Monday, November 9, 2009

Christmas Part One: The Lead Up


Christmas—Part One: The Lead Up





We knew Christmas was coming when my mother put a sparkly German advent calendar on the mantle of the fireplace, just under her favorite Gauguin knock off of Tahiti. The calendars over the years varied little.  They were either a manger scene or a candle lit village covered in the snow that we never got to see in Los Angeles.

Each day before school my sister and I alternated opening the little paper windows and it was fortuitous that the calendar ended on the 24th so we both got the same number of windows to open. The window for the 24th was always the most coveted, largest and had the best picture.


There were no chocolates or toys behind the windows, just sweet little pictures. A trumpet, a candle or a toy car.  By the time my son was old enough for an advent calendar there seemed the commercial need to put actual goodies and chocolate in each window.   I continued the tradition of the simple glitter shedding German ones.

The next sign of Christmas was the smell of popcorn, Karo syrup and food coloring being conjured into Christmas gifts.  My parents would spend evening after evening busy in the kitchen popping corn and stirring large pots of sugary goo. My father formed the cooling mixture into popcorn balls.  Sometimes they added red cinnamon candies.  Once cooled completely, we would cut brightly colored cellophane on the dining room table, wrap each ball and tie it with a ribbon.  These would be distributed to friends later. When you bit into the stiff balls, the corn would cut into your gums.

The next harbinger of Christmas was the annual Group Six carol sing at our home.  Our church, Hollywood Beverly Christian Church, divided women into like-minded groups in an attempt to stimulate socializing and friendship. It was pretty obvious that my mother had been put in the “career woman” group—Group Six.

Being the only married member of the group, and the only one with a husband, young children and a welcoming hearth and home, my mother invited Group Six every Christmas to come share a buffet of Christmas cookies and sing carols in front of the fire, no matter what the temperature.

One member of G6 arrived early every single year.  I imagine she didn’t want to drive home and then back to our house. And I know that she had no idea how much she irked my mother, because she never entertained and had no idea of the work that went into it. She would park and read a book.  This drove my mother nuts.  Irritated because she felt like she should invite her in and annoyed because her last half hour of getting ready time would be stolen, she bemoaned this woman’s arrival every year.  And every year, after some good old complaining, my mother would go out to her car and ask her in.  The woman’s name was Betty and she always brought those round, rich cookies that have powdered sugar on them.

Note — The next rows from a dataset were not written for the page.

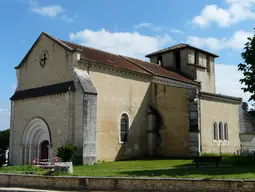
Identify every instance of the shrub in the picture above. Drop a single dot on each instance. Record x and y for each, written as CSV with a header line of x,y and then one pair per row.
x,y
67,152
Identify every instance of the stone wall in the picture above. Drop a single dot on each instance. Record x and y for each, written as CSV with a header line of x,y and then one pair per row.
x,y
54,110
130,184
119,93
219,111
58,68
172,103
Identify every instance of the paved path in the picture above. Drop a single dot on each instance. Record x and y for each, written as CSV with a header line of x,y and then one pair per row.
x,y
13,189
5,189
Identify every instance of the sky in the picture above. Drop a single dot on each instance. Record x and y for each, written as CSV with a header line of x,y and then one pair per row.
x,y
132,28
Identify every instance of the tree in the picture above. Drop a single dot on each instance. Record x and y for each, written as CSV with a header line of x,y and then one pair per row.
x,y
4,144
245,106
248,67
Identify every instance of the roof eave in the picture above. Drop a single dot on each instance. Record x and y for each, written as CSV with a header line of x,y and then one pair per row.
x,y
188,46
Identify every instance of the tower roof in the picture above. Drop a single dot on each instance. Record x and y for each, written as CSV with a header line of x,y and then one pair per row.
x,y
177,47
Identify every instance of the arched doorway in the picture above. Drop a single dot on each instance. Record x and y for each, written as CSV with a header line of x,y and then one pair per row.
x,y
44,150
36,142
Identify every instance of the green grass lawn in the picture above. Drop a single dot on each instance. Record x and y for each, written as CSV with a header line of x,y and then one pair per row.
x,y
228,169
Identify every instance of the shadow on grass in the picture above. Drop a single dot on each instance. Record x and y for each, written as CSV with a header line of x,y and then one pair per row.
x,y
221,172
234,167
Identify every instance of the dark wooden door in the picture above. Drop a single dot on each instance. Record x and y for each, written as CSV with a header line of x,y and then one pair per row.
x,y
44,150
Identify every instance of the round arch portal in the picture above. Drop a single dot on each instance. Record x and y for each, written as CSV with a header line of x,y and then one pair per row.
x,y
36,137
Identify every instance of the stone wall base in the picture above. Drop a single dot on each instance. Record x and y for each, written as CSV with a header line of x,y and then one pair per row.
x,y
130,184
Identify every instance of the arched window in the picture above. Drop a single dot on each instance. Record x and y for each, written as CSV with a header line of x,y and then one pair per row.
x,y
221,131
225,131
215,131
124,124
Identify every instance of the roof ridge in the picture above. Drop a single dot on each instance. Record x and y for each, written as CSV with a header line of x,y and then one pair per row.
x,y
143,61
92,48
128,59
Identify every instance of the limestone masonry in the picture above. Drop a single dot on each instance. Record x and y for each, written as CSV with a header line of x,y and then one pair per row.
x,y
115,107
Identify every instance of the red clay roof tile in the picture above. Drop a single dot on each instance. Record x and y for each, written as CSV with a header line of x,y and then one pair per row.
x,y
127,63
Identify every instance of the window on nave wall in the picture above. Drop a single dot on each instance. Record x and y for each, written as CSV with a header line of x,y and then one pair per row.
x,y
220,131
124,124
215,131
225,131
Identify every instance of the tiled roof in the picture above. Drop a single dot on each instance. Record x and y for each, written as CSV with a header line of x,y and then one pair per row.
x,y
160,71
127,63
105,57
180,46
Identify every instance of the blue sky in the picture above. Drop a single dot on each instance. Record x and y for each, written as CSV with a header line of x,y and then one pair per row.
x,y
132,27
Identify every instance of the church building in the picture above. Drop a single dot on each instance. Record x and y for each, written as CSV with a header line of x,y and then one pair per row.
x,y
114,107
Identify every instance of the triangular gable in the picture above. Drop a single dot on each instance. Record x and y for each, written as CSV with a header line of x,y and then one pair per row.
x,y
35,43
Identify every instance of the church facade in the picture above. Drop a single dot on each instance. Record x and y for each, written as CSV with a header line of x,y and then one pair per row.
x,y
114,107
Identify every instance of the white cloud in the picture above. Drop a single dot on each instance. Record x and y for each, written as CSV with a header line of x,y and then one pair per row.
x,y
68,18
125,43
148,25
236,11
50,11
175,31
14,86
235,42
141,25
4,112
229,84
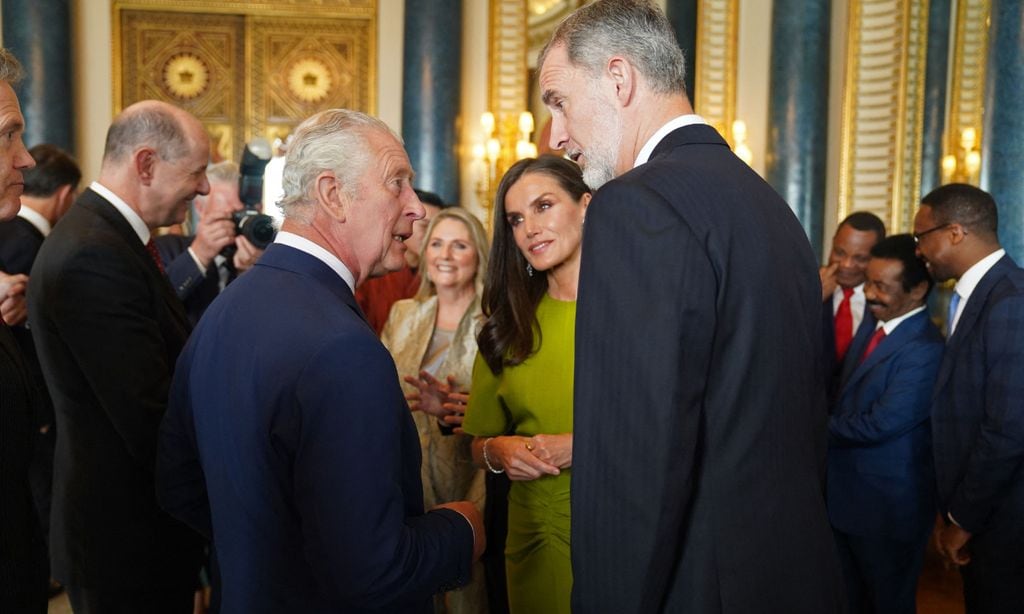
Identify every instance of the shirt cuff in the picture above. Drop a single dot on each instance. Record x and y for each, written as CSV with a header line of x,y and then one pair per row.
x,y
202,267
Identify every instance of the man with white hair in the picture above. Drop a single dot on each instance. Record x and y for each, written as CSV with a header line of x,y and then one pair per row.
x,y
291,445
697,469
109,329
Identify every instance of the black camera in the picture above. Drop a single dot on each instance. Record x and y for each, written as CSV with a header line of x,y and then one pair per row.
x,y
249,222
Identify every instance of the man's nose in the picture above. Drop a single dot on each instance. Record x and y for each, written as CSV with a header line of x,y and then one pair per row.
x,y
559,135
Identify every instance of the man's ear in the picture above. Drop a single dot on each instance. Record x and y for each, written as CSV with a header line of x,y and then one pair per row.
x,y
624,76
144,160
330,198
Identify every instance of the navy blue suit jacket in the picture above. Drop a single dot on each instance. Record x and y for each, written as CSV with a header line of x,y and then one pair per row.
x,y
699,422
834,367
978,414
289,441
881,477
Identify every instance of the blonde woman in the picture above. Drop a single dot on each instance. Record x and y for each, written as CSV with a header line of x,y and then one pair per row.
x,y
432,338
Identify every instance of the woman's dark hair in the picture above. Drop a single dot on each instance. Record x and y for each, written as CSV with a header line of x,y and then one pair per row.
x,y
510,294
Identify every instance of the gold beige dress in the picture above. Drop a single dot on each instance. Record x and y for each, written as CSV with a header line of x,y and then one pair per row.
x,y
448,471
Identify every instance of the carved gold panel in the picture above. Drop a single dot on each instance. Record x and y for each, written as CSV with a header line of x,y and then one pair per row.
x,y
715,95
246,69
967,92
302,66
883,110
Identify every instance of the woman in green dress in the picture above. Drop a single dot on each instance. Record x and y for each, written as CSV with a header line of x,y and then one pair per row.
x,y
520,405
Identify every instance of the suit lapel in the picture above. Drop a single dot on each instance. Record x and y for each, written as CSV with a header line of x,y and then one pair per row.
x,y
889,345
975,305
113,217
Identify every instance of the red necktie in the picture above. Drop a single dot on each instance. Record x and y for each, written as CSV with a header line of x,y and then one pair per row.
x,y
873,343
844,324
152,249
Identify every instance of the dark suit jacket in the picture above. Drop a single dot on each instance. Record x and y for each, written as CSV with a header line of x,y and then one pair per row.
x,y
195,289
23,554
291,443
19,242
834,367
109,329
978,415
881,476
699,435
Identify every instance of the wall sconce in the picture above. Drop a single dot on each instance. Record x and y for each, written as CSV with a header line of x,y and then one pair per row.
x,y
963,166
506,140
741,149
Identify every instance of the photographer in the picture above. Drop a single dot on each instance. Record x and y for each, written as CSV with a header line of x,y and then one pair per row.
x,y
197,265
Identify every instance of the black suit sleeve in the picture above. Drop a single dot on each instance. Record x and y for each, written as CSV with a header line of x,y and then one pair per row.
x,y
108,312
636,469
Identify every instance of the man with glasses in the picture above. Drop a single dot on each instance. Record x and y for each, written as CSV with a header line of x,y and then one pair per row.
x,y
978,402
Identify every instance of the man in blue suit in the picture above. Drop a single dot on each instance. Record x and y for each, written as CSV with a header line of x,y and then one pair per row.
x,y
844,312
881,487
978,402
290,444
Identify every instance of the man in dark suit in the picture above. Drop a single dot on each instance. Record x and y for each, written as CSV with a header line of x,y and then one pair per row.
x,y
109,329
881,478
978,403
49,189
23,554
843,310
196,265
288,440
699,435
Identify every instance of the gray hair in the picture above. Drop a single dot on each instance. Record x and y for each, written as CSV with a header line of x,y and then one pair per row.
x,y
147,125
224,172
331,140
10,69
634,29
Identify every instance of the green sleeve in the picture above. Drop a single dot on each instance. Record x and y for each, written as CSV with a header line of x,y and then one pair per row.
x,y
485,414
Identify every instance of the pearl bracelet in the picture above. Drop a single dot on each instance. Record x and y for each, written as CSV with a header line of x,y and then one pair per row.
x,y
486,461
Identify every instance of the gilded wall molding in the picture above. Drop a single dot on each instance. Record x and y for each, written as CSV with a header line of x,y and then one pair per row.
x,y
246,69
509,86
967,90
715,82
883,110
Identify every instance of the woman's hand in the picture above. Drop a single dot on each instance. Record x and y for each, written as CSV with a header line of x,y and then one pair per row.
x,y
456,406
553,449
514,454
430,395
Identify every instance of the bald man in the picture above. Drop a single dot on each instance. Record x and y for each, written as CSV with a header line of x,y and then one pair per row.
x,y
109,329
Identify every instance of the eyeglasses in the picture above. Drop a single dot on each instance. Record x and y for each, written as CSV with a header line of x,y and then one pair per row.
x,y
918,235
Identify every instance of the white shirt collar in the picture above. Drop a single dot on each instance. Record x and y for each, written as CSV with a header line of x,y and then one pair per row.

The ladies would fill our living room and my mother or someone else with musical skill would play the piano. Sometimes there would be the Autoharp or guitar.  My sister and I would join in and feel slightly awkward around these women who sometimes seemed a little desperate for our companionship. My father loved to play practical jokes on them, but not in an unkind way.  Group Six was just something we had to do before the fun stuff happened.

Another Christmas lead up was the Hollywood Christmas Parade. The parade route was a block from our church and we would go to the Friday night church dinner beforehand.  The food was truly atrocious—green jello encasing celery with stiff dollops of yellowing mayonnaise on top, fried chicken and brown gravy over lumpy potatoes.  The evening I remember the most was when my uncle, who lived just below the Hollywood sign, had gone off on a freighter and left my mother in charge of his house.  The Hollywood Hills caught on fire.  Aldous Huxley’s home, a few blocks below my uncle’s, was burned to the ground. We could see the fire from the parade.  My uncle’s house was spared.